Umgang mit Brandschutzagenden

Klagenfurt Wohnen, genauer gesagt die Immobilienverwaltung Klagenfurt (IVK; eine GmbH als Rechtsträger), beauftragte im Jahr 2019 eine Wiener Firma mit den Brandschutzmaßnahmen für die Gemeindebau-Liegenschaften. Deren Leistungen, aber auch die Kontrolle dieser Leistungen innerhalb von Klagenfurt Wohnen, geben Fragen auf. So wurden im sogenannten Brandschutzbuch, das ist eine Checkliste aller durchgeführten Brandschutzmaßnahmen, angeführt, dass Feuerabschottungen in einzelnen Liegenschaften noch nicht erstellt wurden. In der Realität waren diese Abschottungen jedoch bereits erledigt. Das wirft die Frage auf, ob die Brandschutzfirma die Liegenschaften tatsächlich kontrollierte, wie es ihr Auftrag vorsah?

„Mängel vom Magistrat über Jahre nicht behoben“

„Beim Thema Brandabschottung war es in der Tat unser Fehler“, sagt die Wiener Brandschutzfirma auf Anfrage. „Wir sind in diesem Fall davon ausgegangen, dass dieser Mangel nicht behoben wurde, da Mängel vom Magistrat über Monate, oft sogar Jahre (…) nicht behoben worden sind und unseren Urgenzen auch nicht immer nachgekommen wurde.“

Aufgaben im Sekundentakt abgehakt

Auffällig im (elektronischen) Brandschutzbuch ist aber auch, dass die Brandschutzmaßnahmen in den verschiedenen Liegenschaften teils im Sekundentakt abgehakt wurden. Dazu sind Begehungen der Liegenschaften nötig, bei denen etwa in Stiegenhäusern Brandgefahren aufgezeigt werden. Die Firma beruft sich diesbezüglich auf „Empfangsprobleme mit dem E-Brandschutzbuch (gemeint: elektronisches Brandschutzbuch; Anm.)“. Diese seien „keine Seltenheit“ gewesen, arbeitete man mitunter doch in „Kellern und Tiefgaragen“. Ist kein Empfang da, „arbeiten wir offline und können dann erst Bestätigungen durchführen, wenn wir wieder Empfang haben.
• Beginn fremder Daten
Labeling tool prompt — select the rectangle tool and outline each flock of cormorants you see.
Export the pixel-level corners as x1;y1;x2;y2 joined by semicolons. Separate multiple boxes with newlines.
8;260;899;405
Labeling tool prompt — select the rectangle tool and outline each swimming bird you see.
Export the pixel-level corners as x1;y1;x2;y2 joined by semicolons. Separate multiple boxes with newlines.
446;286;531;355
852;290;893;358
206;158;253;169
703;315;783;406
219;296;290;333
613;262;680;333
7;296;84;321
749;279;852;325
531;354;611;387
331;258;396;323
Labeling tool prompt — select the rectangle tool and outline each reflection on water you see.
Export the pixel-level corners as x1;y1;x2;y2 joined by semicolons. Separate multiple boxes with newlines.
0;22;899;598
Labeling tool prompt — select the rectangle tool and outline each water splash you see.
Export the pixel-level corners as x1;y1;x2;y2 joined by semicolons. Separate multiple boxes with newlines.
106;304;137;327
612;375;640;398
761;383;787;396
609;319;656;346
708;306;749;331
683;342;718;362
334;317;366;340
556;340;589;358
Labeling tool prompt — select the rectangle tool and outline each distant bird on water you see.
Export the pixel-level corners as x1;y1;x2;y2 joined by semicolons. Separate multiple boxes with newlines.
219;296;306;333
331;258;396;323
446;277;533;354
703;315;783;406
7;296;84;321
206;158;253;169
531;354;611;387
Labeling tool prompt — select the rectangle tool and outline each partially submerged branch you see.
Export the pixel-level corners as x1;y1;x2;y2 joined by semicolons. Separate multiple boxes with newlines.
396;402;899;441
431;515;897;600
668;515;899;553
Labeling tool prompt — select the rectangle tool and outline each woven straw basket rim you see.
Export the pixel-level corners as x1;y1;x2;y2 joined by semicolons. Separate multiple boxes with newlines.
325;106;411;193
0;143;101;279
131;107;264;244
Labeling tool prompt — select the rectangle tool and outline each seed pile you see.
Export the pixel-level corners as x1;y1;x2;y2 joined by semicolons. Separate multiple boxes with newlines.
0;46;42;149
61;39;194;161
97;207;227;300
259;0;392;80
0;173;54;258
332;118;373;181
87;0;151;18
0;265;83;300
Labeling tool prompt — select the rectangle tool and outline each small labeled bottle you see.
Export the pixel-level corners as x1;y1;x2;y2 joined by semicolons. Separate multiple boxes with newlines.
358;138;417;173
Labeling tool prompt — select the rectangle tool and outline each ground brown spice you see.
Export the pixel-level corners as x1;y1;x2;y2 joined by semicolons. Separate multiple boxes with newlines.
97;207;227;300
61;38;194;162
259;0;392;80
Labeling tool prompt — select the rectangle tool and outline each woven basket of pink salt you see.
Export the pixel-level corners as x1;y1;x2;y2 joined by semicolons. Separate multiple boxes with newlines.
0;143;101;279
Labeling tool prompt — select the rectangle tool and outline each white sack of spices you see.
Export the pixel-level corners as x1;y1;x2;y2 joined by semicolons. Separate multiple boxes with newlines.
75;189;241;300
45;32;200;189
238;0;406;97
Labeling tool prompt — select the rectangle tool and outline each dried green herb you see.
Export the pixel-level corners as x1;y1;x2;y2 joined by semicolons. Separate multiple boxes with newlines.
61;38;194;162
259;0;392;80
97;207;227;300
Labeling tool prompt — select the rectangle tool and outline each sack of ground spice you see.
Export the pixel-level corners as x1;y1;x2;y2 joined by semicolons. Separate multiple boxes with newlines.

Das kann beim gleichen Gebäude vor Ort sein oder auch beim nächsten Objekt. Abhaken geht dann im Sekundentakt“.

Bilanzgeld zurückgehalten

Vizebürgermeister Philipp Liesnig (SPÖ), zu ihm resortiert die IVK, lässt derzeit das Bilanzgeld („15. Gehalt“) für zwei ehemalige Führungsmitarbeiter der IVK zurückhalten. Dabei geht es zusammen um rund 19.000 Euro brutto. Mit diesem Betrag will man sich offenbar bei den beiden ehemaligen Führungsleuten regressieren. Sollte die Bilanzkorrekturen tatsächlich über 100.000 Euro kosten und auch andere Mieter einen Vergleich anstreben (und die Stadt darauf eingehen), dürfte das allerdings ein Tropfen auf den heißen Stein sein.